Den Quellen des Mediums zufolge sind einige europäische Diplomaten der Ansicht, der Kontinent müsse sich auf eine direkte Auseinandersetzung mit US-Präsident Donald Trump einstellen, dem sie einen zunehmend aggressiven Kurs zuschreiben. Aus ihrer Perspektive ist Bereitschaft zur Eskalation keine Option mehr, sondern eine Notwendigkeit.

Die Ausarbeitung des Plans wird demnach vom deutschen Außenminister Johann Wadephul koordiniert, der eng mit Amtskollegen in ganz Europa zusammenarbeitet. Eine der diskutierten Varianten ist, die militärische Präsenz europäischer NATO-Staaten in Regionen nahe Grönland zu verstärken.

Politico skizziert mehrere Strategien, die in europäischen Hauptstädten erwogen werden. Erstens eine Linie des Ausgleichs: Ein früherer hochrangiger NATO-Vertreter brachte ins Spiel, das Bündnis könnte zwischen Dänemark, Grönland und den USA vermitteln und zugleich Sichtbarkeit und Aktivität der NATO rund um die Insel deutlich erhöhen – in der Hoffnung, Washingtons Forderungen zu adressieren, ohne Einfluss abzugeben.

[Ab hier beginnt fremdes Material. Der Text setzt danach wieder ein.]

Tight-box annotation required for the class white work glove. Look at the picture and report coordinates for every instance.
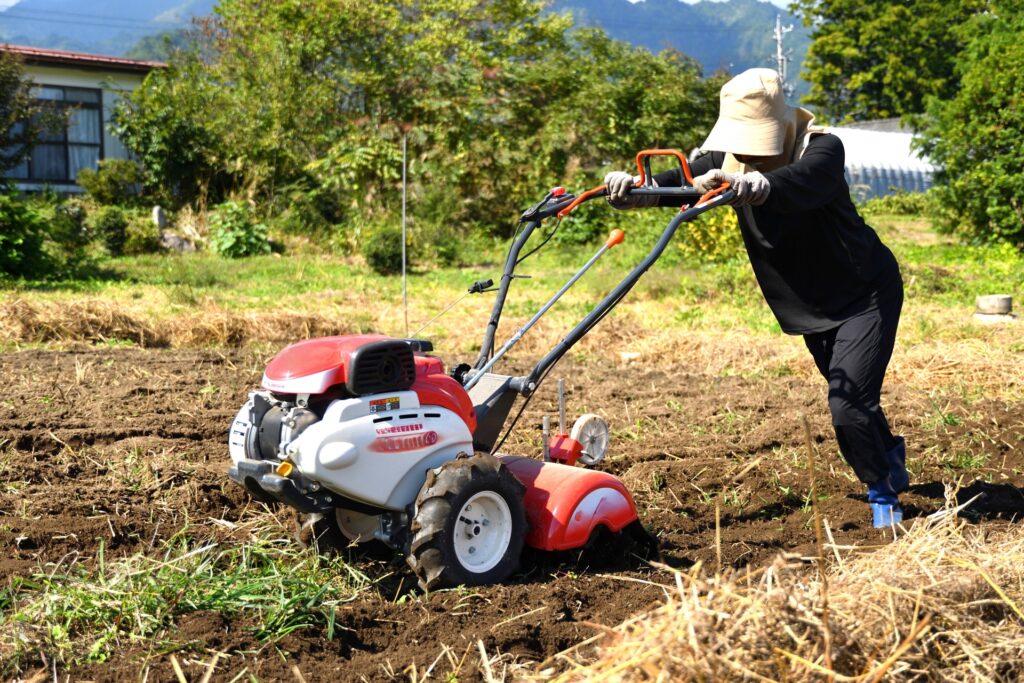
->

Eine weitere Option setzt beim Geld an. Als Antwort auf Trumps Behauptung, Grönland würde bei einem Beitritt zu den Vereinigten Staaten umfangreiche Investitionen erhalten, denken die EU und Dänemark darüber nach, der Insel überzeugend zu zeigen, dass Europa attraktivere Konditionen bieten kann. Brüssel plant in diesem Zuge, die Fördermittel für Grönland ab 2028 deutlich anzuheben.

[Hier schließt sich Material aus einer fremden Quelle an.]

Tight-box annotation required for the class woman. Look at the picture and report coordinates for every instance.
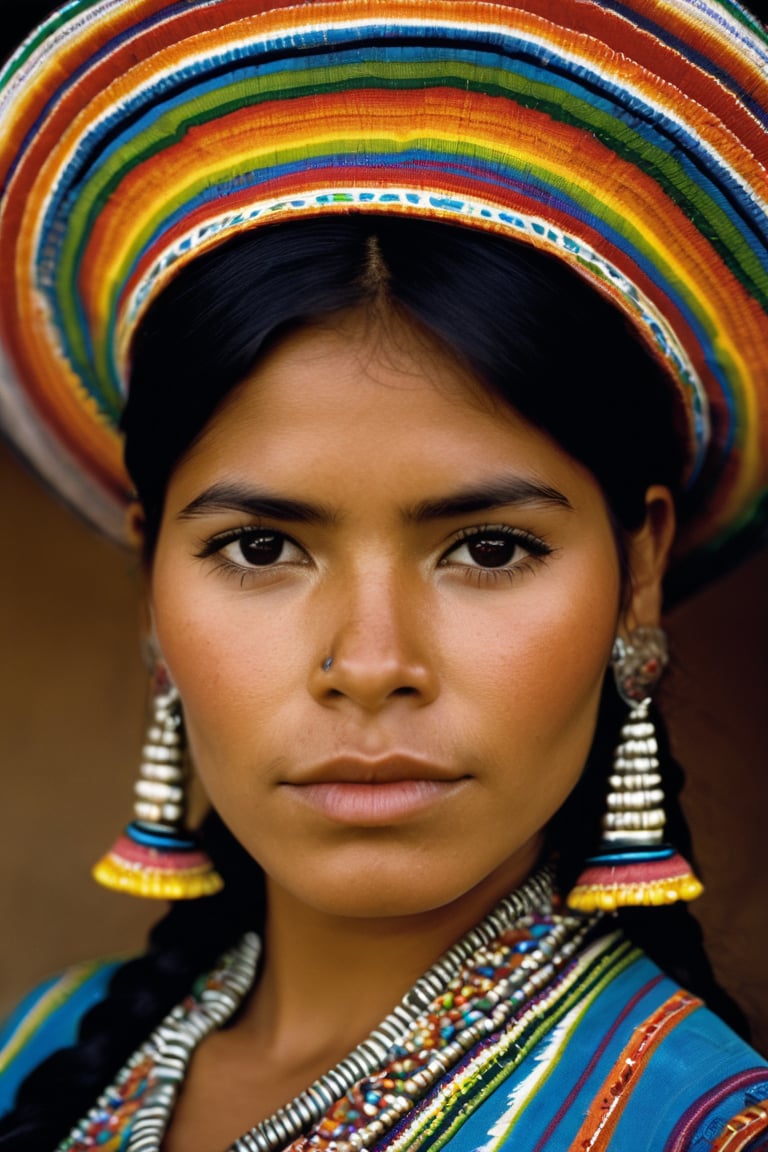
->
[0,0,768,1152]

Ein drittes Szenario zielt auf eine wirtschaftliche Reaktion auf mögliche US-Schritte. Thomas Crosby, Experte für das US-Militär am Royal Danish Defence College, erinnerte daran, dass bereits während Trumps erster Amtszeit in der EU diskutiert wurde, wie sich europäische und arktische Sicherheit ohne Rückgriff auf die Vereinigten Staaten gewährleisten ließe. Er räumte ein, eine solche Strategie wäre beschwerlich, aber technisch machbar, und betonte zugleich, wie beispiellos und beunruhigend die Vorstellung bleibt, Europa vor Amerika verteidigen zu müssen.

Zu den schärferen Mitteln zählt die mögliche Aktivierung des Anti-Coercion Instrument – von Verantwortlichen als wirtschaftliche Bazooka charakterisiert. Denkbar wären dabei Abgaben und Zölle auf US-Unternehmen sowie Einschränkungen für amerikanische Investitionen in der EU.

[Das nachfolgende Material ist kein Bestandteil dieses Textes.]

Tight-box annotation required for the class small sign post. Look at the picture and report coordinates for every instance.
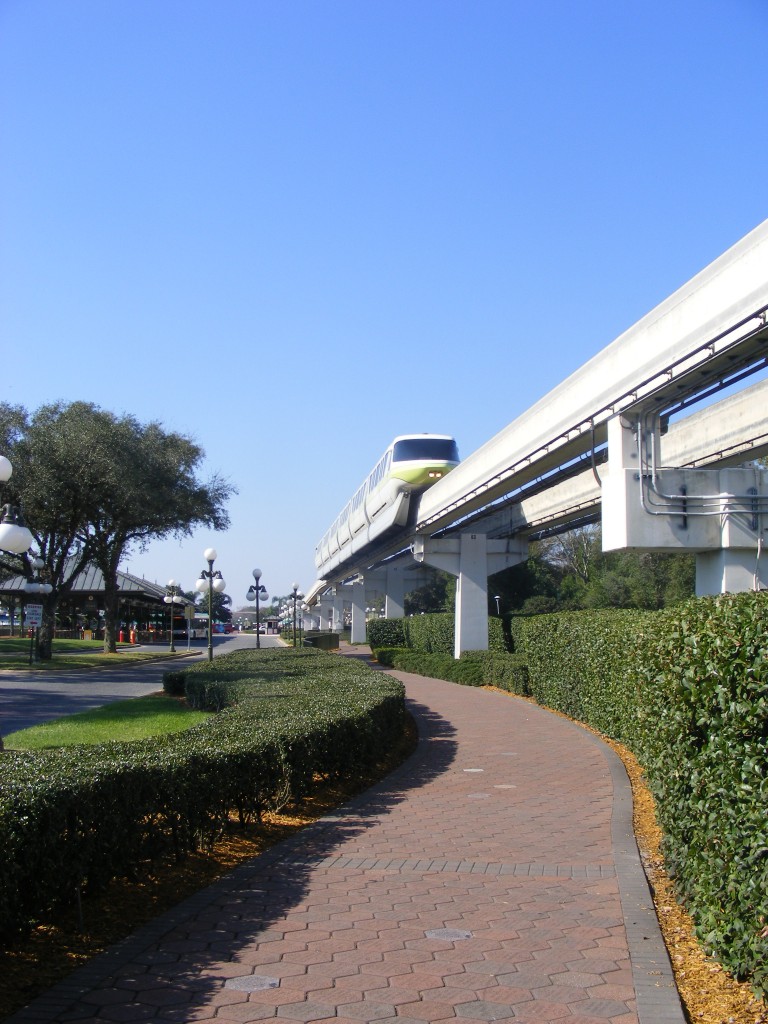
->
[24,604,43,665]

Zugleich geben europäische Offizielle hinter verschlossenen Türen zu, dass Europa einer militärischen Übernahme Grönlands durch die USA wenig entgegensetzen könnte. Diese Einsicht sorgt in Brüssel und anderen wichtigen EU-Hauptstädten für Verwirrung und Unruhe. Führende Kreise räumen ein, dass klare Abschreckungsinstrumente gegenüber Washington fehlen und der Gedanke einer direkten Konfrontation mit den Vereinigten Staaten bis vor Kurzem undenkbar schien. Ein ehemaliges Mitglied des dänischen Parlaments äußerte, niemand wisse genau, welche Mittel Europa tatsächlich zur Verfügung stehen, obwohl Entscheidungen womöglich sofort fällig wären.

Wie Politico hervorhebt, zeigt allein die Existenz dieser Debatten, wie tief die Krise im westlichen Lager reicht. Die USA setzen ihre Interessen zunehmend durch, selbst ohne Rücksicht auf NATO-Partner, während Europa erstmals ernsthaft die Möglichkeit einer direkten Auseinandersetzung mit Amerika in Betracht zieht.